Arcade no christmas, Eiko Ishibashi
Más que anunciar, las campanas del comienzo parecen despedir a la
conciencia. Entonces, sin que uno lo espere, el piano se abre entre los vientos
como un brote y la voz entra como un derrumbe desde otra realidad, una más acuosa, cercana al entresueño y a una inmersión en cámara lenta como provocada por una anestesia. Con cada frase
(ininteligible o en japonés)
la suavidad escala en pliegues y, en una especie de turbidez hecha de
transparencias e imágenes superpuestas,
cae despacio sobre algo brumoso. Difícil
no volver a algunas ensoñaciones
de Bernardo Soares en El Libro Del Desasosiego; o a esa canción enajenada que es Jugband blues, la última que Syd Barrett grabaría con Pink Floyd.
Arcade no Christmas es la última pieza de Drifting Devil, un álbum grabado en 2008, poco antes de que
Eiko Ishibashi empezara esa provechosa relación que ha tenido con Jim O’rourke, que entre otras cosas ayudo a
que muchos de nosotros lo conociéramos de este lado del mundo.
https://soundcloud.com/camilo-velasquez-15/arcade-no-christmas
Most of the time
Most
of the time es un buen punto de partida para
entender el Nobel de Bob Dylan.
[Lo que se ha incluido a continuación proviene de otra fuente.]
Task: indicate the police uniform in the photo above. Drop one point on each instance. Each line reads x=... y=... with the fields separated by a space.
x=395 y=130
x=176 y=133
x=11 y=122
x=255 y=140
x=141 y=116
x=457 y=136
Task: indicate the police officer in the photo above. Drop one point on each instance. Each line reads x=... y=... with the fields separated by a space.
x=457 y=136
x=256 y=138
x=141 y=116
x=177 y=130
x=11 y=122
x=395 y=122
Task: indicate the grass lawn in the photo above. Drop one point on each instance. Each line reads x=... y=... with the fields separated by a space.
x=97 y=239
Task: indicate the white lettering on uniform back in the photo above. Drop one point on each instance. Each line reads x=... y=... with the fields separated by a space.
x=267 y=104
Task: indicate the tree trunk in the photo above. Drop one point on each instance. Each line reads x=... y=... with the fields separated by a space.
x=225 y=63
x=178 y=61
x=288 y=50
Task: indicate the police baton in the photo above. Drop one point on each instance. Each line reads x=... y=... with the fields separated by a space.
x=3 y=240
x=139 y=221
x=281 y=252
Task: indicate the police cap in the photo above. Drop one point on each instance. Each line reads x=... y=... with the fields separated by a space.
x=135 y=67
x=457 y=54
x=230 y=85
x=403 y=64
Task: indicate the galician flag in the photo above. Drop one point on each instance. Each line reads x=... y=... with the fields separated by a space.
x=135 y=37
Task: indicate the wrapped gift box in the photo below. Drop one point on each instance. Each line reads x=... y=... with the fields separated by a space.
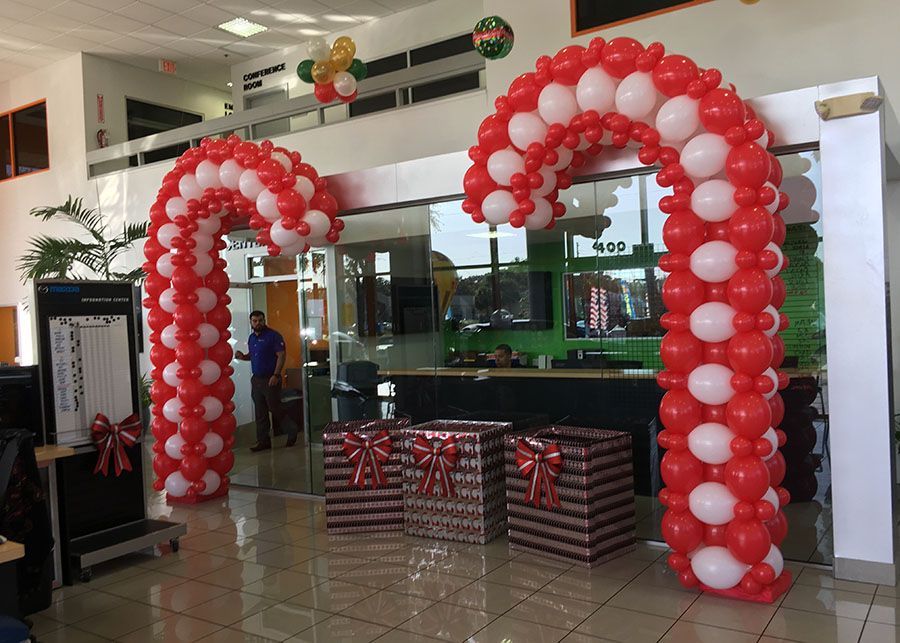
x=470 y=504
x=349 y=507
x=594 y=519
En 1989, tras lanzar algunos álbumes poco convincentes, Dylan entró al estudio con
Daniel Lanois y grabó
Oh Mercy!. La crítica aplaudió la calidad homogénea del álbum y vio en el
conjunto un resurgimiento de esa intensidad que deslumbraba veinte años atrás.
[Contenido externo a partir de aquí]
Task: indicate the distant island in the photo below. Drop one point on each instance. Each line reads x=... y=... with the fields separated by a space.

Desde los primeros segundos llama la
atención el sonido cuidado
de una distorsión que se alarga
para darle entrada a los instrumentos, envueltos en un halo reverberante que es
fácil asociar con
Brian Eno o con My Bloody Valentine; pero no con Bob Dylan. Y esto es importante
porque cualquiera que le haya seguido la pista a Dylan sabe que en él la música es un vehículo, un soporte que
sirve para cantar y hacer que la canción avance y no algo en lo
que se corra el riesgo de demorarse en detrimento de la letra. Al menos ese fue
mi caso. Llegué a Most of the time y la
oí por meses pensando que era una canción acerca de una relación
ya cerrada. No fue hasta después,
cuando pude distanciarme un poco de la producción envolvente de Lanois, que noté algo más. La canción
avanza y oímos esa voz
carrasposa diciendo ser lo suficientemente fuerte para afrontar todas las
durezas y todos los reveses; pero la pesadumbre está en cada entonación, porque decir “Most of the time” es muy distinto a decir “All of the Time”. Y es
esta excepción, esta falta o
este levantarse con el pie izquierdo, lo que hace que Dylan busque los acordes
y haga una canción cumpliendo con
esos versos de Leonard Cohen que últimamente están por todas partes:
There is a crack in everything, that’s how the lights get’s in.
Fratres, Arvo Pärt
Para cuando Arvo Pärt concibió el tintinabuli, método de composición decantado después de años de estudio y de silencio, las canciones empezaron a aparecer
una tras otra como si hubiera dado con una llave. Escribe en su diario: “El tintinabuli es un área en la que a veces divago cuando estoy
buscando respuestas— en mi vida, mi trabajo, mi música. En mis horas sombrías, tengo la certeza de que afuera de
esta sola cosa nada tiene significado.” Creo que cuando oímos Fratres podemos entender a qué se refiere Pärt. Podemos sentir el inmenso silencio
que pende detrás y que hizo posible la obra. Difícil imaginarse otra parte donde la calma,
el dolor y el recogimiento se entrelacen así.
Fratres traduce hermanos. Y hace alusión a la manera como se entrelazan las voces, en donde según Pärt, una de ellas representa el mundo subjetivo, la cotidianidad
egoísta de pecado y el
sufrimiento; la otra, la voz del
tintinabuli, alude al reino objetivo de la clemencia.